Bien que son beau-père l’ait officiellement adoptée et lui ait permis de mener un train de vie aisé, avec à la clé maisons de campagne et appartement dans l’Upper East Side de Manhattan, Alexandra était très malheureuse. Son adolescence a été un cauchemar. « Ma mère n’était pas facile, raconte-t-elle. Elle avait beaucoup souffert dans son enfance et était devenue une personne assez cruelle, pour ne pas dire sadique. » Avec son beau-père, qu’elle méprisait – d’abord pour sa personne, ensuite pour les causes et les clients qu’il défendait –, la jeune fille avait une relation exécrable. « J’étais difficile et toujours en colère », se souvient-elle.
Si Alexandra était indocile, elle était aussi précoce, créative et intelligente. Photographe dont l’œuvre publiée témoignerait plus tard d’un œil extraordinaire et d’un sens infaillible des contrastes, elle n’a pas terminé l’école secondaire, mais elle a étudié la poésie avec Stanley Kunitz à la New School. Passionnée de musique, elle a appris à jouer de la harpe. Mais quand elle a commencé à faire des siennes et à s’attirer des ennuis, Hill l’a rejetée. « J’étais une source d’embarras pour lui, pour M. Hill & Knowlton. À ma mère, il a dit : “Je ne peux plus tolérer ça. Tu dois te débarrasser d’elle !” » À seize ans, Alexandra a été envoyée à Chestnut Lodge, institut psychiatrique situé à Rockville, au Maryland, et immortalisé dans le roman et le film Jamais je ne t’ai promis un jardin de roses. « D’une certaine façon, ma mère croyait bien faire, ou tentait de bien faire.
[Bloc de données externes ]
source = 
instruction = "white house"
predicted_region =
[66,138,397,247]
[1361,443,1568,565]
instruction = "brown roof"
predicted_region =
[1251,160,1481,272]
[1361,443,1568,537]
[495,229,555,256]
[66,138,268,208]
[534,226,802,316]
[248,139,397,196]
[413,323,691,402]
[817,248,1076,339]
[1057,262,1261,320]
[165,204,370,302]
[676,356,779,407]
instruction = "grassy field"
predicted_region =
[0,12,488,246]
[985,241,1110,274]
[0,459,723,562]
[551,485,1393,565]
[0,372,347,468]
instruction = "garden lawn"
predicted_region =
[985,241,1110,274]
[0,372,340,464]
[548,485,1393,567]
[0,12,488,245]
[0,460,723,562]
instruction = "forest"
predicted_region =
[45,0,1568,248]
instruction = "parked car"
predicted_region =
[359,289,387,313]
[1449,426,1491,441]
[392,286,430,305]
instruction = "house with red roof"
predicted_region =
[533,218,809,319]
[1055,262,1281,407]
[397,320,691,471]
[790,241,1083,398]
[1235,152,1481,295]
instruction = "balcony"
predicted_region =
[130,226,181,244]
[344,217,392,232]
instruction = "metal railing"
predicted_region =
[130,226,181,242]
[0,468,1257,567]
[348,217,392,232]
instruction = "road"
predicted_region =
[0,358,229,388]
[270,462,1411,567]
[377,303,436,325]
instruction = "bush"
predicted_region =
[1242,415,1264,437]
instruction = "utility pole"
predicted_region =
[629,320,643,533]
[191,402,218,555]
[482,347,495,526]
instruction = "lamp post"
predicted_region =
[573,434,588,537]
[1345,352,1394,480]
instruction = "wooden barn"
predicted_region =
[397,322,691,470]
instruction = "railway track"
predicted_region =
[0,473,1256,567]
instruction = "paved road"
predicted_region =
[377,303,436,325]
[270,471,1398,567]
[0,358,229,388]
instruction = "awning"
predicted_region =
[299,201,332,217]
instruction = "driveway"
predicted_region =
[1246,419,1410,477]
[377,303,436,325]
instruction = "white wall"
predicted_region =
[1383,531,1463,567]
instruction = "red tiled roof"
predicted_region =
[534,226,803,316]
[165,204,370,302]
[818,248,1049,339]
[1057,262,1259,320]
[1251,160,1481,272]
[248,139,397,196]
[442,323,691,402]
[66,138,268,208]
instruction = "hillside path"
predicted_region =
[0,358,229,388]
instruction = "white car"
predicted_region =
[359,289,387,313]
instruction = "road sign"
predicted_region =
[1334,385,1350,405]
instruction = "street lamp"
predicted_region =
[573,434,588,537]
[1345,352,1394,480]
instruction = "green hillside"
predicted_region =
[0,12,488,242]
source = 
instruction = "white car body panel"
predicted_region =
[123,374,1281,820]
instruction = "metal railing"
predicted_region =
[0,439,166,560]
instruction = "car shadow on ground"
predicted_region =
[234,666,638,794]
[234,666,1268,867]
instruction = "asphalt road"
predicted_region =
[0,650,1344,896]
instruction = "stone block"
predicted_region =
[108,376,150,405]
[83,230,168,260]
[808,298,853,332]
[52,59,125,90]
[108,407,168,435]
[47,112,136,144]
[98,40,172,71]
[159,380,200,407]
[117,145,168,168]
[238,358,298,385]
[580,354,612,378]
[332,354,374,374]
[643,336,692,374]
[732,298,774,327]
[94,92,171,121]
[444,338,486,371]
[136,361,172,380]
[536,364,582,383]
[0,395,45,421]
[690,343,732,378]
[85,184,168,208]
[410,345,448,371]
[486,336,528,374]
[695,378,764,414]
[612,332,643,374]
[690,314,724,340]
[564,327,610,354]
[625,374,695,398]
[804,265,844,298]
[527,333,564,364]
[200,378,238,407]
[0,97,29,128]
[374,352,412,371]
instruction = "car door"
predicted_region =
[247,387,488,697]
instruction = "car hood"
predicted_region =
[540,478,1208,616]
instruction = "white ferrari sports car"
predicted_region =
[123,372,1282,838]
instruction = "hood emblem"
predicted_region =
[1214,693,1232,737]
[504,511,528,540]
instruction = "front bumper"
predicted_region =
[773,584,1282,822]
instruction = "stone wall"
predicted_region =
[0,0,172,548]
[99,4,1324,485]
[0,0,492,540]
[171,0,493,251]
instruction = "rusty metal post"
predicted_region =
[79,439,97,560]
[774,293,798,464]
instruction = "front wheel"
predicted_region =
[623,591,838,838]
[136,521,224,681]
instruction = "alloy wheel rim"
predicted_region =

Même si je n’étais pas folle, j’ai été placée dans un hôpital psychiatrique, parce que c’est ce qu’on faisait à l’époque quand on ne savait pas quoi faire d’un enfant. »
Alexandra s’étant vite rendu compte que le plan consistait à l’enfermer pour de bon, elle a entrepris de le déjouer. « Je suis entrée dans le bureau de l’infirmière, j’ai consulté des dossiers, et j’ai compris qu’ils gardaient les gens pour toujours. J’ai aussi constaté que ma mère n’y voyait aucune objection. » Ignorant que la jeune fille couchait avec un de ses soignants, les autorités de l’établissement lui ont accordé des privilèges en raison de sa bonne conduite. On l’a donc autorisée à avoir de l’argent de poche et à se rendre en ville de temps en temps pour faire des achats. « J’ai économisé mon argent et j’ai pris le train jusqu’à New York, où j’ai habité avec une amie. » Son amant de Rockville est venu la rejoindre, et les deux jeunes gens se sont mariés aussitôt qu’Alexandra a atteint ses dix-huit ans. Leur relation n’allait durer qu’un an et demi, mais servait un objectif : « J’avais peur qu’ils me ramènent à l’hôpital, avoue-t-elle. Je voulais qu’ils n’aient plus la moindre emprise sur moi. »
Après leur séparati...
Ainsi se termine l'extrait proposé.